Chances are your boss will give you some brutal feedback this year. That’s not necessarily a bad thing. This moment in workplaces is all about efficiency, and corporate leaders want employees operating at full capacity.
Trimming costs where they can, they’re not fretting if an underperformer walks away. Long gone is the pandemic era of work, when managers gave performance issues a pass. Back then, hiring, not firing, was the order of the day, and companies feared tough love would drive away stressed-out talent.
Businesses’ mantra now is: “Make sure every seat is filled by the right person," says Dave Carhart, people-strategy adviser at human-resources software company Lattice. In fact, performance management, as it’s known in HR speak, is the priority for nearly 40% of HR professionals this year, the highest share in recent years, survey data from Lattice show. McKinsey, for example, recently put about 3,000 staffers on notice with unsatisfactory performance ratings, according to people familiar with the matter.

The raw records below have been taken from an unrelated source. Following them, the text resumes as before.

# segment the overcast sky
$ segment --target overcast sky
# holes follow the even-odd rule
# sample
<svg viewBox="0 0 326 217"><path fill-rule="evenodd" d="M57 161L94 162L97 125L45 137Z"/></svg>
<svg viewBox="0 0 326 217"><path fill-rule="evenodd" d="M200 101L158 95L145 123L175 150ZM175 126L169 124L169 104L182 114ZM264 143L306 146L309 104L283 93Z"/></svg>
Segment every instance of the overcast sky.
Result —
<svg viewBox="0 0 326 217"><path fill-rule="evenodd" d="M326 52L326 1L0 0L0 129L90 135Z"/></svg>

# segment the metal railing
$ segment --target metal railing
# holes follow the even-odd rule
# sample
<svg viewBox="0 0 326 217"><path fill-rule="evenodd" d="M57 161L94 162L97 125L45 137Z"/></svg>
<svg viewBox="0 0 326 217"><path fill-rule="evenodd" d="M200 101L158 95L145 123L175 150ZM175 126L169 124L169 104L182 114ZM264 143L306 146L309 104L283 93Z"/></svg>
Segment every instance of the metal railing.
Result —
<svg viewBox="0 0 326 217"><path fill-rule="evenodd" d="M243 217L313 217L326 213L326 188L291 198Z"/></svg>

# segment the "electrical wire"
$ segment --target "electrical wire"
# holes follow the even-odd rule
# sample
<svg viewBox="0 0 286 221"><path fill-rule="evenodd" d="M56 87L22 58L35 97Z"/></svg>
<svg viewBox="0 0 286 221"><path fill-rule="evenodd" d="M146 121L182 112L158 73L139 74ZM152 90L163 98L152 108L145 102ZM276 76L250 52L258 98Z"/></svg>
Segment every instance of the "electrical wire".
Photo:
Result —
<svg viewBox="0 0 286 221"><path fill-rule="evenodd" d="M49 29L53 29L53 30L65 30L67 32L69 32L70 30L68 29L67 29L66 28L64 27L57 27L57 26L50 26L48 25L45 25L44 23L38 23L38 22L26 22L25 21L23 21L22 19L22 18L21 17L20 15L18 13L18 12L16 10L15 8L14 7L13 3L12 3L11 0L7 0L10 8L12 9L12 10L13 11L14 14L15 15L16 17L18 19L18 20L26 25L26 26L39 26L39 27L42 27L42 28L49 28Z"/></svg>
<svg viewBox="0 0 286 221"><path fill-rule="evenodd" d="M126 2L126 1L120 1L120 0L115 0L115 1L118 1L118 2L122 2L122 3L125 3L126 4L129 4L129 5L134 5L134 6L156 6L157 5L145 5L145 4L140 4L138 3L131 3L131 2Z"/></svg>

All of which means your review may sting a bit more than usual this year. Or sap your esteem or enthusiasm. You can bounce back from a bad review, and even parlay it into an opportunity to demonstrate your problem-solving powers.
What’s important is to keep your defensive impulses in check and come up with a clear-eyed response plan. Once you walk it off, a negative review could be the reality check you need to get your job back on track—or to find a new one that is more fulfilling. Open your eyes Erik Post says he was blindsided a few years ago with a review that said he met, but didn’t exceed, expectations.